When contacting, i usually make sure to have a clause that say "development will be done according to best practise of the industry" and if asked to skip some part later, i just get back to this clause to justify it. All of the above argument are still good to explain it, but any argument are avoided since it's in the contract.

balastrong profile image
Leonardo Montini

You might argue on what "best practice of the industry" means but indeed mentioning something in the contract is a smart move :D

cloutierjo profile image

Pretty sure we cannot find a source that say not to do tests.

But yes it has to be adapted, most of the time I work with company without IT team and like to keep it simple, although maybe vague.

But I'm one case (subcontracted from an agency) we were a team of contractor that had to include a few developer from the customer so they could take over once the bulk of the project was completed. In that contract, the whole process including detail on scrum and testing practice were detailed.

jmfayard profile image
Jean-Michel (double agent) • Edited

That doesn't need necessary to me.
If the client needs to work with you, it doesn't need to be convinced by how you work. Writing tests is your responsability, just like managing dependencies etc. Your client don't need to be convinced or even care that you need to pick the right libraries and udpate them.

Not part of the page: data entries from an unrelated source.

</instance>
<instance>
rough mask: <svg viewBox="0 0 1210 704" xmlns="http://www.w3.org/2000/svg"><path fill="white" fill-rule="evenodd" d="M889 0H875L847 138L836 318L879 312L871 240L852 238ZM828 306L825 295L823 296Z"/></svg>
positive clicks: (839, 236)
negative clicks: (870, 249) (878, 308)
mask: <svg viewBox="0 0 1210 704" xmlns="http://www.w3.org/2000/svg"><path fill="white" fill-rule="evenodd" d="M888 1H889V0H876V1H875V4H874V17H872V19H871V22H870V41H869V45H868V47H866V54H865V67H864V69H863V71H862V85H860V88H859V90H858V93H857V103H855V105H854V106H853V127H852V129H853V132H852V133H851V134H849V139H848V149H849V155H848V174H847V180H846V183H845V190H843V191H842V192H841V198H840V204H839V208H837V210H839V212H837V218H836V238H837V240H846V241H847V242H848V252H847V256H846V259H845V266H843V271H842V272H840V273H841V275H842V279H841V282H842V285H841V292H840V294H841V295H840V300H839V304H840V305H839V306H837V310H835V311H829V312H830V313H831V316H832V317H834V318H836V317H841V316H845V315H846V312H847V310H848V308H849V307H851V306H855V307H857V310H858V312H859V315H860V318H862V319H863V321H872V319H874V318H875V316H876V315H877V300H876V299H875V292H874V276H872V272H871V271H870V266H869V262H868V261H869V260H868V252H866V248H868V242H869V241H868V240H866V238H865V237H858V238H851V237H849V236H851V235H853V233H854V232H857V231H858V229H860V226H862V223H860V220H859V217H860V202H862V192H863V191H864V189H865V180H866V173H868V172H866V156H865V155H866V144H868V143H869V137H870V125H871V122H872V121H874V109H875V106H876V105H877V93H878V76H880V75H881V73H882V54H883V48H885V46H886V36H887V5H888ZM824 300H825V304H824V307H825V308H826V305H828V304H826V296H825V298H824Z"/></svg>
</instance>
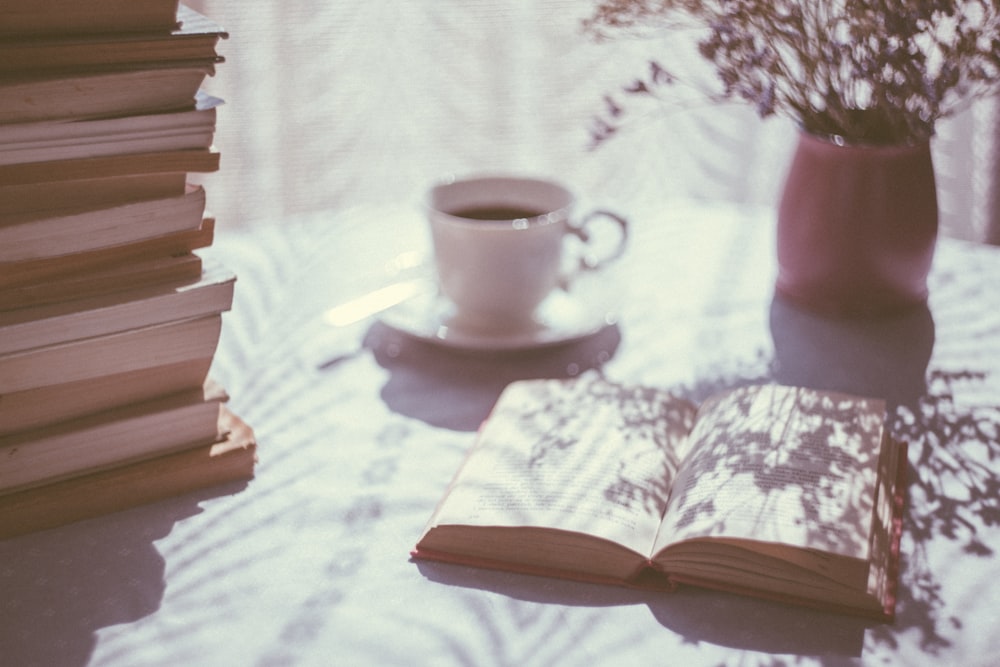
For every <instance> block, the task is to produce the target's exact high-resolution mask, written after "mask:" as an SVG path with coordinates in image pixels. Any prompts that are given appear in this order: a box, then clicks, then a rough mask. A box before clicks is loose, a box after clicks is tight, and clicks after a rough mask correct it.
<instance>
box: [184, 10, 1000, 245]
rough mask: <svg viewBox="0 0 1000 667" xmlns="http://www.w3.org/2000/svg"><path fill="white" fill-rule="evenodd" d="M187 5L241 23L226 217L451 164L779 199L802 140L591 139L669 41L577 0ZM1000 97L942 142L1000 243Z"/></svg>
mask: <svg viewBox="0 0 1000 667" xmlns="http://www.w3.org/2000/svg"><path fill="white" fill-rule="evenodd" d="M190 4H191V5H192V6H194V7H195V8H196V9H200V10H201V11H203V12H205V13H207V14H209V15H210V16H211V17H212V18H214V19H215V20H216V21H218V22H219V23H221V24H222V25H223V26H224V27H225V28H226V29H228V30H229V31H230V33H231V37H230V39H229V40H228V41H226V42H223V43H222V44H221V46H220V51H221V52H222V53H223V54H224V55H225V56H226V59H227V62H226V63H224V64H223V65H221V66H220V67H219V70H218V73H217V75H216V76H215V77H214V78H213V79H212V80H210V82H209V88H210V90H211V92H213V93H215V94H217V95H219V96H221V97H224V98H225V99H226V101H227V104H226V106H225V107H223V110H222V112H221V116H220V124H219V128H218V133H217V141H216V143H217V146H218V148H219V149H220V150H221V151H222V154H223V162H222V171H221V172H220V173H218V174H214V175H211V176H208V177H206V178H205V179H203V180H204V181H205V183H206V186H207V188H208V192H209V200H210V207H211V209H212V211H213V212H214V213H215V214H216V216H217V217H218V219H219V225H220V228H223V229H224V228H226V227H234V226H240V225H253V224H268V223H279V222H280V221H281V220H282V219H283V218H285V217H287V216H288V215H292V214H297V213H303V212H312V211H321V210H327V209H340V208H344V207H350V206H353V205H357V204H364V203H380V204H399V203H406V202H410V201H413V202H415V201H417V200H418V199H419V197H420V195H421V193H422V191H423V189H424V188H425V187H426V185H427V184H428V183H429V182H430V181H432V180H434V179H436V178H438V177H440V176H442V175H445V174H448V173H459V174H461V173H468V172H480V171H510V170H513V171H519V172H530V173H536V174H541V175H548V176H552V177H556V178H560V179H562V180H564V181H566V182H567V183H569V184H570V185H571V186H573V187H574V188H576V189H577V190H578V191H579V192H580V194H581V196H582V198H583V200H584V201H585V202H586V203H592V204H595V205H606V206H617V207H618V208H619V209H620V210H623V211H626V212H627V211H628V210H629V209H630V208H632V207H634V206H635V205H638V204H642V203H643V202H649V201H652V202H659V201H666V200H668V199H670V198H671V197H694V198H705V199H722V200H727V201H738V202H751V203H761V204H773V203H774V202H775V200H776V197H777V195H778V193H779V192H780V187H781V183H782V181H783V179H784V172H785V169H786V166H787V162H788V158H789V155H790V151H791V149H792V147H793V145H794V138H795V130H794V128H793V127H792V125H791V124H790V123H787V122H784V121H781V120H768V121H766V122H762V121H760V120H759V119H758V118H757V117H756V116H755V115H754V113H753V112H752V110H750V109H748V108H745V107H743V106H737V105H734V106H731V107H712V106H706V105H702V106H698V107H696V108H692V109H686V110H680V109H679V110H676V111H672V112H671V113H651V114H650V116H649V117H648V118H642V119H637V120H636V122H635V123H634V124H633V125H632V126H630V128H629V129H628V130H627V131H625V132H623V133H622V134H620V135H619V136H617V137H616V138H615V139H613V140H612V141H610V142H609V143H607V144H605V145H604V146H603V147H601V148H600V149H599V150H596V151H592V150H588V146H589V143H590V138H589V127H590V122H591V119H592V117H593V116H594V115H595V114H596V113H597V112H599V111H600V110H601V109H602V104H603V103H602V99H603V96H604V95H605V94H606V93H609V92H615V91H616V90H617V89H619V88H620V87H621V86H622V85H623V84H626V83H628V82H629V81H630V80H631V78H632V77H634V76H636V75H638V74H641V73H642V72H644V70H645V67H646V63H647V60H648V59H649V58H650V57H662V55H663V53H662V50H661V49H658V44H657V43H655V42H652V41H644V40H635V41H616V42H610V43H605V44H595V43H594V42H593V41H592V40H591V39H590V38H589V37H587V36H585V35H583V34H582V32H581V30H580V20H581V18H582V17H584V16H585V15H586V14H587V13H588V11H589V9H590V7H591V5H590V3H587V2H579V0H537V1H534V2H529V1H518V0H471V1H470V0H411V1H407V2H403V1H401V0H400V1H395V2H393V1H391V0H388V1H385V0H383V1H380V2H370V3H365V2H358V3H345V2H335V3H329V2H320V1H319V0H298V1H296V2H277V1H276V0H257V1H256V2H252V3H247V2H223V1H222V0H192V1H191V2H190ZM994 106H995V105H985V104H983V105H979V107H977V108H976V109H973V110H972V111H970V112H969V113H966V114H964V115H962V116H961V117H959V118H956V119H955V120H954V121H951V122H948V123H945V124H943V125H942V126H941V127H940V129H939V136H938V138H937V139H936V140H935V146H934V149H935V153H936V155H935V157H936V164H937V168H938V171H939V188H940V195H941V197H940V199H941V209H942V224H943V227H944V230H945V232H946V233H948V234H951V235H955V236H960V237H965V238H970V239H977V240H983V239H992V240H994V241H1000V238H998V235H997V233H996V231H992V232H991V229H994V230H995V229H996V228H997V227H998V222H997V218H998V215H997V210H998V208H1000V207H998V202H997V201H996V196H995V195H994V194H993V193H994V192H995V185H996V184H995V181H996V180H997V172H998V170H997V156H996V154H995V151H994V149H993V146H994V144H995V143H996V140H997V139H998V132H997V131H996V130H995V129H994V128H996V127H998V122H997V120H996V111H995V108H994ZM974 138H975V139H976V140H975V141H974V140H973V139H974ZM984 139H986V140H985V141H984Z"/></svg>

With a client you need to have a WHY? conversation
Use that to define what OUTCOMES he needs.
But the HOW? is entirely up to you.
You are the expert. Don't ask for permission.

ant_f_dev profile image
Anthony Fung

Great points made.

One additional Pro I've found when writing tests is that it makes you think in depth about the different paths that the logic can go. As a result, it sometimes leads me to cater for a few more edge cases than I would have otherwise.